As applied, we agree with GSA that it was not required to obtain a COC in this instance. The contracting officer’s rejection of KesselRun’s quotation was not based on an evaluation under responsibility-type criteria, but instead, was rendered, at least partially, on the protester’s technical unacceptability (e.g., the expiration date of its FSS contract). Even assuming, as the protester contends, that GSA’s rejection of KesselRun’s quotation on the basis that the firm failed to supply the requisite past performance could be construed as tantamount to a non-responsibility finding (Comments at 9), there remains two alternative additional bases for GSA’s rejection of KesselRun’s quotation. Indeed, our Office has concluded that where an agency rejects a quotation as technically unacceptable on the basis of factors not related to responsibility, as well as responsibility-related ones, referral to the SBA is not required. Tyonek Worldwide Servs., Inc.; DigiFlight, Inc., B‑409326 et al,, March 11, 2014, 2014 CPD ¶ 97 at 12; Paragon Dynamics, Inc., B‑251280, Mar. 19, 1993, 93-1 CPD ¶ 248 at 4. Accordingly, we find no basis to object to the agency’s conduct.
The protest is denied.
Edda Emmanuelli Perez
General Counsel
[1] All citations to the agency’s report are to the Adobe PDF document page numbers, and citations to the RFQ are to amendment 001, unless otherwise noted.

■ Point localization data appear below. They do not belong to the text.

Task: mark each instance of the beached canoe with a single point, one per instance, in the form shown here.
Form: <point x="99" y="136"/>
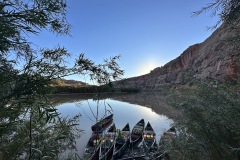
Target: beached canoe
<point x="149" y="140"/>
<point x="93" y="147"/>
<point x="121" y="142"/>
<point x="137" y="132"/>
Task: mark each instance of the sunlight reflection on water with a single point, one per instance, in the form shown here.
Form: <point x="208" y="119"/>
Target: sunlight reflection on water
<point x="123" y="113"/>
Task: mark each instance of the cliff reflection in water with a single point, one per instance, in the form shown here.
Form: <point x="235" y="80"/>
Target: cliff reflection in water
<point x="154" y="100"/>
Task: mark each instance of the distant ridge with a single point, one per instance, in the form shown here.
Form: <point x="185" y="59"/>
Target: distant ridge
<point x="218" y="57"/>
<point x="73" y="82"/>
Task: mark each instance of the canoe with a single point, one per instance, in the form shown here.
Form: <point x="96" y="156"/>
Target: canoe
<point x="149" y="139"/>
<point x="122" y="141"/>
<point x="106" y="150"/>
<point x="102" y="124"/>
<point x="93" y="147"/>
<point x="137" y="132"/>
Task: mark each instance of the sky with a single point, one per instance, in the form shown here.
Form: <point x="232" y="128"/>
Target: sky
<point x="145" y="33"/>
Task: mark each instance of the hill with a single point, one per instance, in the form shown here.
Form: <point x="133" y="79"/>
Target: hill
<point x="215" y="58"/>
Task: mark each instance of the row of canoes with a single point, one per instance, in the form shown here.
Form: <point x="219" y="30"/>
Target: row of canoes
<point x="110" y="145"/>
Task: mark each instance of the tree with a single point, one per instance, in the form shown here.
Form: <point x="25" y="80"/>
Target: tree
<point x="26" y="73"/>
<point x="227" y="10"/>
<point x="209" y="127"/>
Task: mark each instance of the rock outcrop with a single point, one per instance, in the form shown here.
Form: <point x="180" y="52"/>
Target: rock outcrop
<point x="215" y="58"/>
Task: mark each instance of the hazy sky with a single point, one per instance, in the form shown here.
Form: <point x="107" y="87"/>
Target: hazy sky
<point x="146" y="33"/>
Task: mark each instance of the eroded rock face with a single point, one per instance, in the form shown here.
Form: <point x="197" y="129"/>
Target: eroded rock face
<point x="216" y="58"/>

[2] KesselRun raises other collateral allegations, and although our decision does not specifically address every argument presented, we have considered each argument and find that none provides a basis on which to sustain the protest.
[3] Given this conclusion, we need not address the other two bases upon which GSA excluded KesselRun’s quotation, concerning submitted past performance and pricing because even if we agreed with the protester’s arguments, KesselRun would remain ineligible for award for the reason discussed above.